Following some early collaborations in the mid-1970s, Sakamoto found musical soulmates in the shape of Haroumi Hosono and Yukihiro Takahashi (both session musicians he had worked with previously). The trio would come together to form Yellow Magic Orchestra (YMO) in 1978. Here, they are blowing minds on the landmark US showcase Soul Train in 1980. So out there is their musical approach that legendary host Don Cornelius doesn’t quite know what to make of them in the post-performance interview.

YMO, with its focus on electronica, funk and pop, was a band very much of its time. But like their contemporaries in Kraftwerk, they were also very much ahead of their time (and like the Dusseldorf four-piece, they mixed elements of classical music with pioneering digital recording techniques), wholeheartedly embracing the idea of making sounds that belonged to the future.

Their track Rydeen, taken from the classic 1979 album Solid State Survivor, sounds like it should be soundtracking an as-yet unmade sci-fi action flick or arcade game, even down to the adorable “Pew! Pew!” noises in the breakdown.

Officially, the group never “split up” and have played together in various forms over the years, but by the mid-1980s, each of the three members had embarked on solo careers. Sakamoto was now free to follow his muse wherever it led him. By the time that YMO had parted ways he had already released his first solo album in 1978 with Thousand Knives. The title track, virtually indescribable but hugely listenable, showcases his immense, self-contained talent.
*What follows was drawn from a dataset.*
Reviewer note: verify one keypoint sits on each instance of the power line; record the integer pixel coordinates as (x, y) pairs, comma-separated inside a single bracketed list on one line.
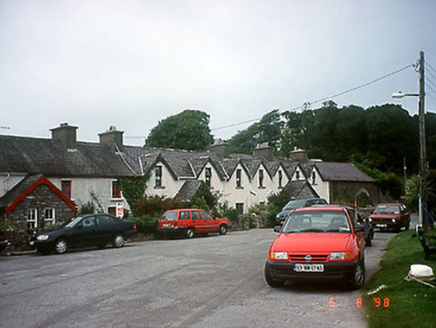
[(431, 67), (307, 104)]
Sakamoto hit the 1980s running with more solo releases that pushed boundaries and utterly disregarded the conventions of genre. By now he had built up quite the fan club among his Western peers, and spent the decade engaged in collaborations with a host of kindred sprits, including members of Talking Heads, David Sylvain, Iggy Pop and Thomas Dolby.

It was during the early 80s that he hit one of the critical and commercial highs of his career, with the soundtrack to the World War Two POW drama Merry Christmas Mr. Lawrence, which he also acted in. The iconic lead track, a bittersweet piano lament which builds to an emotional climax, sounds as affecting now as it did in 1983.
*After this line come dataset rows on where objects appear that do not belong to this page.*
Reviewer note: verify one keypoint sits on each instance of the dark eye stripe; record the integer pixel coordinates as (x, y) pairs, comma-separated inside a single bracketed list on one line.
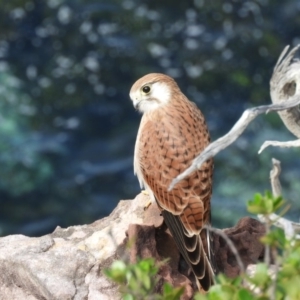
[(146, 89)]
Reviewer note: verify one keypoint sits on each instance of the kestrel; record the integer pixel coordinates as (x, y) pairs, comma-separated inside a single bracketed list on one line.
[(171, 134)]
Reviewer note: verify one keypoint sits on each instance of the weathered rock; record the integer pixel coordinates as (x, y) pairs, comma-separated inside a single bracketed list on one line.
[(69, 263)]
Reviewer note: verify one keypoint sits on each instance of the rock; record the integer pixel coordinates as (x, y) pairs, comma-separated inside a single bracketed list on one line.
[(69, 263)]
In the latter part of the decade, he once again struck paydirt with the soundtrack to The Last Emperor, collaborating on the piece with David Byrne and Cong Su. The 1990s did not slow down Sakamoto’s creative momentum one bit. He briefly reunited with YMO to make their final studio album to date, Technodon, in 1993, and two years later made one of his finest works, the solo album Smoochy. The record exhibits Sakamoto’s love for easy-listening, hip-hop, Latin and Carribbean music and breakbeats. As with so much of his output, it shouldn’t really work on paper but it somehow does, brilliantly so.
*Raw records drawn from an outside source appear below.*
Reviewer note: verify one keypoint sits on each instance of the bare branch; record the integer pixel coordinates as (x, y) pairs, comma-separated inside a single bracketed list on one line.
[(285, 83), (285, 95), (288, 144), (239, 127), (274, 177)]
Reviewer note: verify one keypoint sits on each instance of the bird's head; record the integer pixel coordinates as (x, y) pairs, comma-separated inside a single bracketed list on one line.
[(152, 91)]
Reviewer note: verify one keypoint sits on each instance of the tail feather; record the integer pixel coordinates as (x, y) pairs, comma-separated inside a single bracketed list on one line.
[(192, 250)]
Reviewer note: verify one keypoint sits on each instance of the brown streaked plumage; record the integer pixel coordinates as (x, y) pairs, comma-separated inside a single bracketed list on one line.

The debt which Western musicians owed Sakamoto was partly repaid when, in 1997, the bleeding-cool record label Ninja Tune (helmed by London hip-hop pioneers Coldcut) released a remix album of songs from Sakamoto’s Discord album. He finished the decade in spectacular style with sold-out performances of his ambitious multi-media opera LIFE, an audio-visual spectacular which included contributions from a once-in-a-lifetime line-up including Bernardo Bertolucci and the Dalai Lama.

Sakamoto’s seemingly-inexhaustible energy has been put to good use in the new millenium. Among his many solo projects, he has provided ringtones for Nokia, toured with a briefly-reformed YMO, embarked on yet more collaborations, released a live album and sat on the jury at the 70th Venice International Film Festival. Indeed, the only time he announced he was taking a break was when he was fighting oropharyngeal cancer in 2014. Happily, he recovered and was soon back at work.

More recently, he provided the score to Oscar-winning movie The Revenant and released a new album, the ambient, reflective async in the spring of this year, to rave reviews. In typical Sakamoto fashion, he combined the album with a short film competition via his official website.